Additionally, when thinking of ideas for the content of the magazine, I suggested that we email a few inspirational designers and artists to see if they would like to have a featured interview in the magazine. I emailed illustrator Drew Millward, who replied saying he'd love to do it, and could even meet us in Leeds to do it face to face. I met Drew on a Wednesday and collected Primary research for the magazine in the form of an interview. This was useful as it gave us content for the magazine and also presented me with the chance to ask a working professional how they overcome creative block.
Moreover, I also collected primary research from possible places of distribution. The magazine is aimed at creative students from Leeds, so the best distribution point will be in colleges and Universities. Therefore, I walked to Vernon street amongst other places looking at where the magazine could be distributed. Moreover, I also collected flyers and booklets regarding creative events in Leeds as we planned to have a creative events section for our audience. I believe that we could have improved our research by making a questionnaire that asked the audience if they would interact better with tasks that engaged their creativity, or simply tips and tricks that could be quickly read.

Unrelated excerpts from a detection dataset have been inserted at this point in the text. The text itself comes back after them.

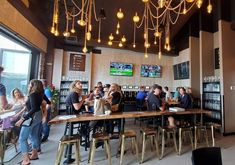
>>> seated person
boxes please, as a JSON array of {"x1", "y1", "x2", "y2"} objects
[
  {"x1": 65, "y1": 80, "x2": 86, "y2": 114},
  {"x1": 136, "y1": 86, "x2": 147, "y2": 101},
  {"x1": 147, "y1": 84, "x2": 162, "y2": 111},
  {"x1": 106, "y1": 83, "x2": 121, "y2": 111},
  {"x1": 164, "y1": 86, "x2": 172, "y2": 102},
  {"x1": 179, "y1": 87, "x2": 192, "y2": 109},
  {"x1": 84, "y1": 87, "x2": 101, "y2": 113}
]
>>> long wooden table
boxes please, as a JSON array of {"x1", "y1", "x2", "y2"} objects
[
  {"x1": 49, "y1": 109, "x2": 211, "y2": 163},
  {"x1": 49, "y1": 109, "x2": 211, "y2": 124}
]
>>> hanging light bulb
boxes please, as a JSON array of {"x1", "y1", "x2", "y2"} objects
[
  {"x1": 154, "y1": 31, "x2": 160, "y2": 37},
  {"x1": 207, "y1": 0, "x2": 212, "y2": 14},
  {"x1": 118, "y1": 42, "x2": 123, "y2": 48},
  {"x1": 116, "y1": 29, "x2": 119, "y2": 35},
  {"x1": 86, "y1": 32, "x2": 91, "y2": 41},
  {"x1": 82, "y1": 46, "x2": 88, "y2": 53},
  {"x1": 70, "y1": 29, "x2": 76, "y2": 33},
  {"x1": 158, "y1": 52, "x2": 162, "y2": 60},
  {"x1": 196, "y1": 0, "x2": 203, "y2": 9},
  {"x1": 108, "y1": 41, "x2": 113, "y2": 46},
  {"x1": 63, "y1": 31, "x2": 70, "y2": 37},
  {"x1": 51, "y1": 26, "x2": 55, "y2": 34},
  {"x1": 121, "y1": 35, "x2": 126, "y2": 42},
  {"x1": 144, "y1": 52, "x2": 148, "y2": 58},
  {"x1": 54, "y1": 30, "x2": 60, "y2": 36},
  {"x1": 77, "y1": 19, "x2": 86, "y2": 26},
  {"x1": 153, "y1": 38, "x2": 157, "y2": 45},
  {"x1": 109, "y1": 33, "x2": 114, "y2": 41},
  {"x1": 133, "y1": 12, "x2": 140, "y2": 23},
  {"x1": 183, "y1": 1, "x2": 187, "y2": 14},
  {"x1": 166, "y1": 44, "x2": 171, "y2": 52},
  {"x1": 142, "y1": 0, "x2": 149, "y2": 3},
  {"x1": 117, "y1": 22, "x2": 120, "y2": 29},
  {"x1": 117, "y1": 8, "x2": 124, "y2": 19},
  {"x1": 88, "y1": 24, "x2": 92, "y2": 31},
  {"x1": 158, "y1": 0, "x2": 166, "y2": 8}
]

I found divining the workload hard, there were specific tasks that everyone wanted to have input in, like the logo for example. Three members of the group made a range of logos, although this gave us a breadth of choice, we could have saved time by focusing on individual tasks.
Firstly, one problem we encountered was time management. I created time management sheets to help us keep the project on track, however we were unable to keep to the schedule as we didn’t have all the elements for the magazine we needed to progress. This resulted in us printing the magazine later than expected which left us with less time to check for errors and to distribute the magazine, undoubtedly missed some, like the page numbers on pages 17 & 18. Moreover, the overrun of time also affected our presentation as we had little time to spend preparing it. I believe that if we divided the work load up better and were stricter with meeting deadlines the project could have been a lot more successful.

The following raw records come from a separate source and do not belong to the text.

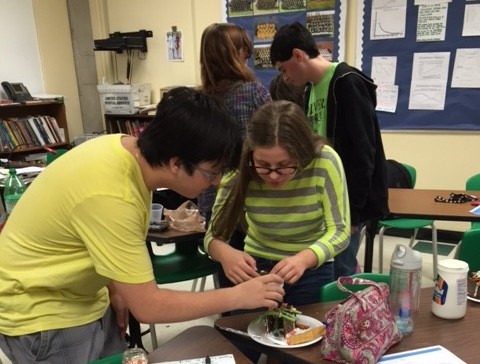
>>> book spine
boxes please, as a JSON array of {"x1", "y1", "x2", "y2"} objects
[
  {"x1": 38, "y1": 116, "x2": 57, "y2": 144},
  {"x1": 28, "y1": 116, "x2": 45, "y2": 145},
  {"x1": 33, "y1": 116, "x2": 49, "y2": 144},
  {"x1": 21, "y1": 118, "x2": 40, "y2": 145}
]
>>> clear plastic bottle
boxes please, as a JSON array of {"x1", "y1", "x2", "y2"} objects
[
  {"x1": 3, "y1": 168, "x2": 27, "y2": 217},
  {"x1": 390, "y1": 244, "x2": 422, "y2": 336}
]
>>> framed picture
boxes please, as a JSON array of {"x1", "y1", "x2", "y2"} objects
[{"x1": 166, "y1": 31, "x2": 183, "y2": 62}]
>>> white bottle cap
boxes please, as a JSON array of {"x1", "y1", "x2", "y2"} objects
[{"x1": 390, "y1": 244, "x2": 422, "y2": 271}]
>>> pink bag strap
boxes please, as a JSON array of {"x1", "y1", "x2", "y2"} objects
[{"x1": 337, "y1": 277, "x2": 383, "y2": 296}]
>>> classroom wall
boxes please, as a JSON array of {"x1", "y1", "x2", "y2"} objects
[
  {"x1": 33, "y1": 0, "x2": 480, "y2": 231},
  {"x1": 91, "y1": 0, "x2": 222, "y2": 103},
  {"x1": 31, "y1": 0, "x2": 83, "y2": 140}
]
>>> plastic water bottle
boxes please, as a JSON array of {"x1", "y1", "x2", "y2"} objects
[
  {"x1": 390, "y1": 244, "x2": 422, "y2": 336},
  {"x1": 3, "y1": 168, "x2": 26, "y2": 217}
]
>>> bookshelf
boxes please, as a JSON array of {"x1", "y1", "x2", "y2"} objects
[
  {"x1": 0, "y1": 100, "x2": 70, "y2": 160},
  {"x1": 105, "y1": 114, "x2": 155, "y2": 136}
]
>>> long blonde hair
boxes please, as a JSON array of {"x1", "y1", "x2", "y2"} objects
[
  {"x1": 200, "y1": 23, "x2": 255, "y2": 94},
  {"x1": 212, "y1": 100, "x2": 327, "y2": 238}
]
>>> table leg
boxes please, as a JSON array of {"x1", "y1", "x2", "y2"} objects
[
  {"x1": 363, "y1": 221, "x2": 377, "y2": 273},
  {"x1": 128, "y1": 313, "x2": 145, "y2": 350}
]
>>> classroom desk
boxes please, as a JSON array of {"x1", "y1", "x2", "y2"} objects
[
  {"x1": 148, "y1": 326, "x2": 252, "y2": 364},
  {"x1": 146, "y1": 228, "x2": 205, "y2": 245},
  {"x1": 364, "y1": 188, "x2": 480, "y2": 272},
  {"x1": 215, "y1": 287, "x2": 480, "y2": 364}
]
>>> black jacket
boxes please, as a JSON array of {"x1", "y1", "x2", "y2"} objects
[{"x1": 305, "y1": 62, "x2": 388, "y2": 225}]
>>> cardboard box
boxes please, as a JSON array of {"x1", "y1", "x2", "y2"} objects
[{"x1": 97, "y1": 83, "x2": 150, "y2": 114}]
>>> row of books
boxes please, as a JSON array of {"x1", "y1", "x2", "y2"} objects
[
  {"x1": 112, "y1": 119, "x2": 148, "y2": 137},
  {"x1": 0, "y1": 115, "x2": 65, "y2": 152}
]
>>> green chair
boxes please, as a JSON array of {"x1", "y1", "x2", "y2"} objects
[
  {"x1": 319, "y1": 273, "x2": 390, "y2": 302},
  {"x1": 378, "y1": 163, "x2": 438, "y2": 278},
  {"x1": 47, "y1": 149, "x2": 68, "y2": 166},
  {"x1": 465, "y1": 173, "x2": 480, "y2": 229},
  {"x1": 455, "y1": 229, "x2": 480, "y2": 272},
  {"x1": 137, "y1": 240, "x2": 219, "y2": 349}
]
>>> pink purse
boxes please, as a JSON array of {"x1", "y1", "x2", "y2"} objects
[{"x1": 320, "y1": 277, "x2": 402, "y2": 364}]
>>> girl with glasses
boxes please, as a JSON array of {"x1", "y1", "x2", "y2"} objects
[{"x1": 204, "y1": 101, "x2": 350, "y2": 306}]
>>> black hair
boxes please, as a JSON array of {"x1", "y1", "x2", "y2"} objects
[
  {"x1": 270, "y1": 22, "x2": 320, "y2": 65},
  {"x1": 137, "y1": 87, "x2": 242, "y2": 173}
]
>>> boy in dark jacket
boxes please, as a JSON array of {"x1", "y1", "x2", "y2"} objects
[{"x1": 270, "y1": 22, "x2": 388, "y2": 278}]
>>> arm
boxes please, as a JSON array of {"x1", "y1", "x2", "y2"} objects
[
  {"x1": 334, "y1": 68, "x2": 378, "y2": 225},
  {"x1": 112, "y1": 274, "x2": 285, "y2": 324},
  {"x1": 310, "y1": 146, "x2": 350, "y2": 265},
  {"x1": 271, "y1": 147, "x2": 350, "y2": 283},
  {"x1": 107, "y1": 282, "x2": 128, "y2": 338},
  {"x1": 204, "y1": 175, "x2": 259, "y2": 284}
]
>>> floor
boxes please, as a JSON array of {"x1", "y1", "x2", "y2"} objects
[{"x1": 0, "y1": 236, "x2": 456, "y2": 364}]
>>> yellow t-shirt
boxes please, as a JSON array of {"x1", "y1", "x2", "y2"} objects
[{"x1": 0, "y1": 134, "x2": 153, "y2": 336}]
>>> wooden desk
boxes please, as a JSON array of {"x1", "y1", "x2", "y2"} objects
[
  {"x1": 147, "y1": 228, "x2": 205, "y2": 245},
  {"x1": 148, "y1": 326, "x2": 252, "y2": 364},
  {"x1": 364, "y1": 188, "x2": 480, "y2": 272},
  {"x1": 215, "y1": 288, "x2": 480, "y2": 364},
  {"x1": 388, "y1": 188, "x2": 480, "y2": 221}
]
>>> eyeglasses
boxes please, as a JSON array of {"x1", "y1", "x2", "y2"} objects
[
  {"x1": 192, "y1": 164, "x2": 226, "y2": 182},
  {"x1": 435, "y1": 192, "x2": 478, "y2": 203},
  {"x1": 251, "y1": 165, "x2": 298, "y2": 176}
]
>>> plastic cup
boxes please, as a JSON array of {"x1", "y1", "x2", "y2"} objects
[
  {"x1": 150, "y1": 203, "x2": 163, "y2": 225},
  {"x1": 122, "y1": 348, "x2": 148, "y2": 364}
]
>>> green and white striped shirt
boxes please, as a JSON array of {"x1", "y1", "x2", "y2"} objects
[{"x1": 205, "y1": 146, "x2": 350, "y2": 266}]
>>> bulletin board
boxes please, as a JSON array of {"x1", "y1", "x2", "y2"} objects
[
  {"x1": 357, "y1": 0, "x2": 480, "y2": 131},
  {"x1": 226, "y1": 0, "x2": 346, "y2": 88}
]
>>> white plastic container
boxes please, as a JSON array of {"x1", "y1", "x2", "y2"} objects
[
  {"x1": 432, "y1": 259, "x2": 468, "y2": 319},
  {"x1": 97, "y1": 83, "x2": 150, "y2": 114}
]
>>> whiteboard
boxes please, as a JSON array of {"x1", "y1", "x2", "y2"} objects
[{"x1": 0, "y1": 0, "x2": 45, "y2": 98}]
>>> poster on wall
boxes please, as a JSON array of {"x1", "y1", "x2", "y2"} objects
[
  {"x1": 226, "y1": 0, "x2": 346, "y2": 87},
  {"x1": 166, "y1": 31, "x2": 183, "y2": 62}
]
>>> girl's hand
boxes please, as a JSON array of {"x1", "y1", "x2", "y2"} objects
[
  {"x1": 221, "y1": 247, "x2": 260, "y2": 284},
  {"x1": 270, "y1": 249, "x2": 317, "y2": 284}
]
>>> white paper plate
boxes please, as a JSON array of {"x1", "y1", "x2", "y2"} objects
[{"x1": 247, "y1": 315, "x2": 324, "y2": 348}]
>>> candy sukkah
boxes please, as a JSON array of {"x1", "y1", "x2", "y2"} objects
[
  {"x1": 260, "y1": 303, "x2": 325, "y2": 345},
  {"x1": 468, "y1": 271, "x2": 480, "y2": 298}
]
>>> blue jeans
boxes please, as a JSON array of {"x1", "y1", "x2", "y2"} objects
[
  {"x1": 255, "y1": 258, "x2": 333, "y2": 307},
  {"x1": 334, "y1": 224, "x2": 365, "y2": 280},
  {"x1": 0, "y1": 307, "x2": 127, "y2": 364}
]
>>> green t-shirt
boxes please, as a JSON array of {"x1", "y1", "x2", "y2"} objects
[{"x1": 307, "y1": 63, "x2": 338, "y2": 137}]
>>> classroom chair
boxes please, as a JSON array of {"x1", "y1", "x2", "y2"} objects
[
  {"x1": 455, "y1": 228, "x2": 480, "y2": 273},
  {"x1": 465, "y1": 173, "x2": 480, "y2": 229},
  {"x1": 378, "y1": 163, "x2": 438, "y2": 278},
  {"x1": 47, "y1": 149, "x2": 68, "y2": 166},
  {"x1": 90, "y1": 353, "x2": 123, "y2": 364},
  {"x1": 319, "y1": 273, "x2": 390, "y2": 302},
  {"x1": 139, "y1": 240, "x2": 219, "y2": 349}
]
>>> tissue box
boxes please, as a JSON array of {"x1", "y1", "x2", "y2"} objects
[{"x1": 97, "y1": 83, "x2": 150, "y2": 114}]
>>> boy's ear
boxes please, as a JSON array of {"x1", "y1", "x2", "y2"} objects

Moreover, I think that the magazine was successful; we distributed it around university and generated some audience interaction online. However, I think that we could have improved our outcome, and the audience interaction if we had organised ourselves better as a group. This would have allowed us to spend more time checking the magazine for errors, and given us time to properly prepare our presentation. Moreover, I think that the magazine could have benefited from having tips to staying creative, rather than daily tasks. Students from Leeds College of Art are busy (this may not affect students from other universities), so finding time to complete 5 daily tasks could prove a task in itself.

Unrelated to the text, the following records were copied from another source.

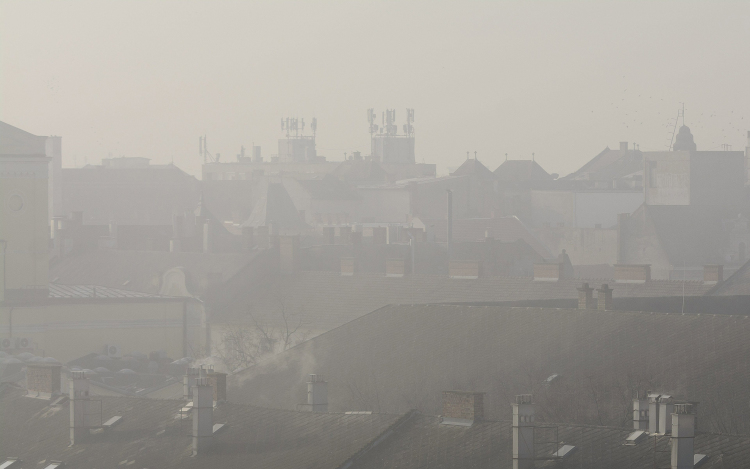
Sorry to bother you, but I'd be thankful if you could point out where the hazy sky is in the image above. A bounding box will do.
[0,1,750,174]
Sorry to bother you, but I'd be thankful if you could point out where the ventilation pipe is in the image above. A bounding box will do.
[193,368,214,455]
[513,394,534,469]
[670,404,695,469]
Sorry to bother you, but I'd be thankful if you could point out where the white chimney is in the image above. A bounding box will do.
[68,371,94,446]
[513,394,534,469]
[647,391,661,435]
[671,404,695,469]
[307,375,328,412]
[633,396,649,431]
[193,368,214,455]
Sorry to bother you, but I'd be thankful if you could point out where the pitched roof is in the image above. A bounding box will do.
[228,305,750,433]
[356,415,750,469]
[706,261,750,296]
[214,271,711,331]
[419,216,554,259]
[0,122,47,156]
[49,283,171,299]
[563,147,643,181]
[49,249,256,294]
[451,158,495,180]
[0,385,399,469]
[242,179,307,231]
[495,160,552,182]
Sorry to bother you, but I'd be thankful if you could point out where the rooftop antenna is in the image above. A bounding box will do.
[667,103,685,151]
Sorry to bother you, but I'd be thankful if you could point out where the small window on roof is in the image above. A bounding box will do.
[552,445,576,458]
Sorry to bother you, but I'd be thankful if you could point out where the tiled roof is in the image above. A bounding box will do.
[356,415,750,469]
[419,216,554,259]
[49,283,168,299]
[228,305,750,433]
[219,272,711,330]
[0,385,399,469]
[708,261,750,296]
[49,249,255,294]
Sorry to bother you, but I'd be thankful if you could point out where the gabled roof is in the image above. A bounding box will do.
[0,122,47,156]
[495,160,552,183]
[228,302,750,433]
[0,385,399,469]
[242,182,307,231]
[451,158,495,181]
[563,147,643,181]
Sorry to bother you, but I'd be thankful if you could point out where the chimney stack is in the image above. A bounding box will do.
[659,394,674,435]
[633,396,649,431]
[646,391,661,435]
[578,283,596,309]
[441,391,484,427]
[305,375,328,412]
[703,264,724,285]
[513,394,534,469]
[68,371,93,446]
[193,368,214,455]
[596,283,612,311]
[671,404,695,469]
[182,366,200,401]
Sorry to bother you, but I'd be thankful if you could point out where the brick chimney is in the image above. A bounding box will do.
[68,371,94,446]
[596,283,612,311]
[615,264,651,283]
[192,369,214,455]
[578,283,596,309]
[323,226,336,245]
[341,257,357,277]
[442,391,484,426]
[659,395,674,435]
[26,363,62,399]
[646,391,661,435]
[279,235,299,273]
[633,396,648,431]
[302,375,328,412]
[703,264,724,285]
[385,259,406,277]
[182,366,200,400]
[534,262,563,282]
[670,404,695,469]
[513,394,534,469]
[448,261,482,279]
[206,367,227,402]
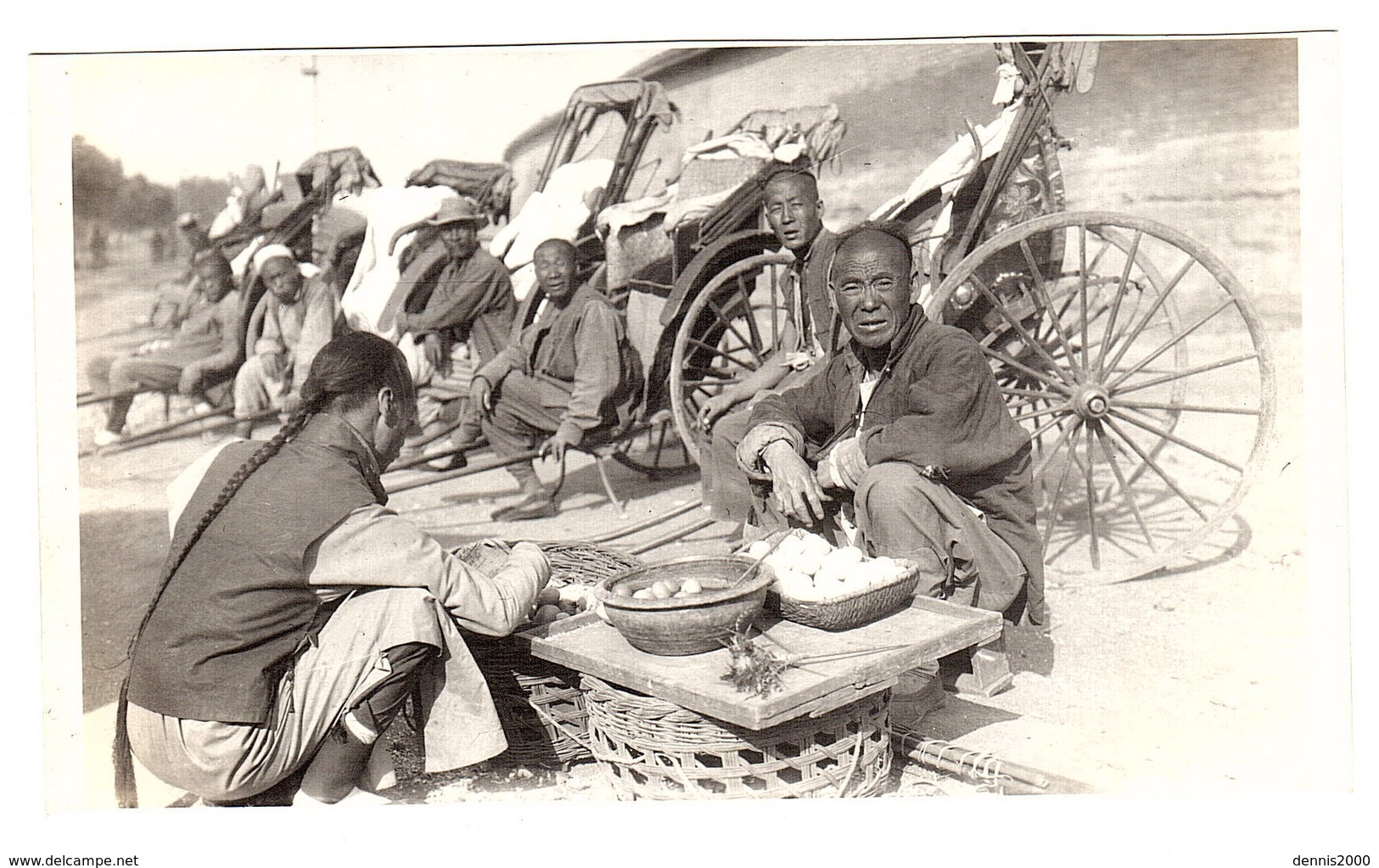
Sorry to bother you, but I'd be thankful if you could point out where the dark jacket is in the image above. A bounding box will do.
[476,285,642,445]
[748,305,1044,621]
[130,415,388,724]
[403,248,517,365]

Finally, we were asked after our presentation if we were going to carry on producing the publication after the end of the brief. I think that creating a publication is a great way to meet artists and get involved in the industry at an early stage in our careers as designers. Despite this, I don’t think that I personally would continue to produce 5 magazine, as I think that the concept and ideas need developing further. However, being involved in producing the magazine has got me thinking about possible concept for a magazine that could be produced in the near future.